Cover art of the boxed edition by Mike Gilbert

Lords & Wizards is a fantasy board wargame published by Fantasy Games Unlimited (FGU) in 1977.

==Description==
Lords & Wizards is a wargame of world conquest for 2–12 players. Players control leaders who amass armies and magical items in a bid to eliminate their opponents. Leader units advance in levels after gaining experience.

===Components===
The game box or ziplock bag contains:
- 28" x 22" paper hex grid map sheet,
- 72-page typewritten rulebook
- 800 die-cut counters
- Time/Money card
- three cards of tables
- six-sided die

===Setup===
A Legend is dealt out to each city and ruin on the map. Each player decides which type of leader to start with, either a Lord or a Wizard, and must also choose an alignment for the leader (Good, Neutral or Chaotic). Each alignment has both a advantages and disadvantages. The starting place for each player is randomly determined, and the player may then discover what Legend belongs to that player's starting city, and whether the Legend may be of use.

===Gameplay===
Each player uses their leader to search for allies, henchmen, creatures and magic items in order to create the strongest force. A turn represents half a month, and each year consists of nine months. The game ends at the end of the third year (54 turns). Each unit has a movement rating, which can be affected by terrain. Combat is resolved using a standard Combat Result Table (CRT) and a die roll. Magic items that have been gained or bought can be used in combat. Lords gain a level of experience every three months (six turns). A Wizard gains a level after four turns spent studying.

===Victory conditions===
The game can end before its scheduled finish if one player eliminates all the other players. If the game lasts until the end of the third year, the player with the leader who has gained the most levels wins. If two or more leaders are tied for levels gained, the following become the tie-breaker in order of precedence: greatest Gold Talent income, most magical items of the same alignment; most current Gold Talents.

==Publication history==
In the mid-1970s, shortly after the publication of Dungeons & Dragons, 16-year-old Adam Gruen designed a fantasy-themed Risk-like game for his friends by borrowing the components from two SPI wargames. He used the isopmorphic maps from Strategy I to produce a never-ending map, and the graphical counters from Dark Ages to represent Tolkienesque elves, dwarves, and monsters. Gruen sold the game to FGU, who published it in both a ziplock bag and as a boxed set in 1977 with cover and interior art by Mike Gilbert.

==Reception==
In Issue 7 of White Dwarf, Fred Hemmings noted that there was a constant shortage of certain types of counters, and found the map was of "an unwieldy size." He also found parts of the rules to be "vague and contradictory," and some of the allies, Legends and magical items unbalanced the game. Hemmings concluded by giving the game a below-average rating of 6 out of 10, stating "it is clear that a lot of work has gone into the game. Given this it seems a pity that the sides are not more evenly balanced."

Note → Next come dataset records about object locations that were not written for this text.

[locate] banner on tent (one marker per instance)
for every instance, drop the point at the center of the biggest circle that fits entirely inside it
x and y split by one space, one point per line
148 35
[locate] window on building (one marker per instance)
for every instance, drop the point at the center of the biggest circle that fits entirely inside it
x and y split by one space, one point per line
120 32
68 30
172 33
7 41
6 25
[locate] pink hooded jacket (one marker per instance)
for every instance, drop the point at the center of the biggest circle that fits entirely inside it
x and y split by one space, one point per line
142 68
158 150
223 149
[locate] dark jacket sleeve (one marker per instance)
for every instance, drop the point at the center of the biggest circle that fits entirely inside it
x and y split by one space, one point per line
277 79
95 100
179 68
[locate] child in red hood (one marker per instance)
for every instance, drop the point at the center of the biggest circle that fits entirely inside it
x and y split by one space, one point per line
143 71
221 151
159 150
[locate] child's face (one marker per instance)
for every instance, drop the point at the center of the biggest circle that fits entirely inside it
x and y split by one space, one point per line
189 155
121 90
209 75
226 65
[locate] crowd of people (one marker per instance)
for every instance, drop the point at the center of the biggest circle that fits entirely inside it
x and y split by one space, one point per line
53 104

In the inaugural issue of Ares (March 1980), Greg Costikyan called the game "nothing so much as a fantasy Blitzkrieg", and noted that "strategic finesse is the major factor in determining the outcome of the game." He didn't like that the counters had no labels on them, meaning "one must infer their nature from the illustration on the counter, which results in frequent reference to the counter summary in the game rules." He concluded by giving the game a below-average rating of 5 out of 9, saying, "Lords & Wizards is a solid, competent design with no great innovation, and some graphics problems."

==Awards==
At the 1978 Origins Awards, Lords & Wizards was a finalist for the Charles S. Roberts Award for "Best Fantasy Board Game of 1977."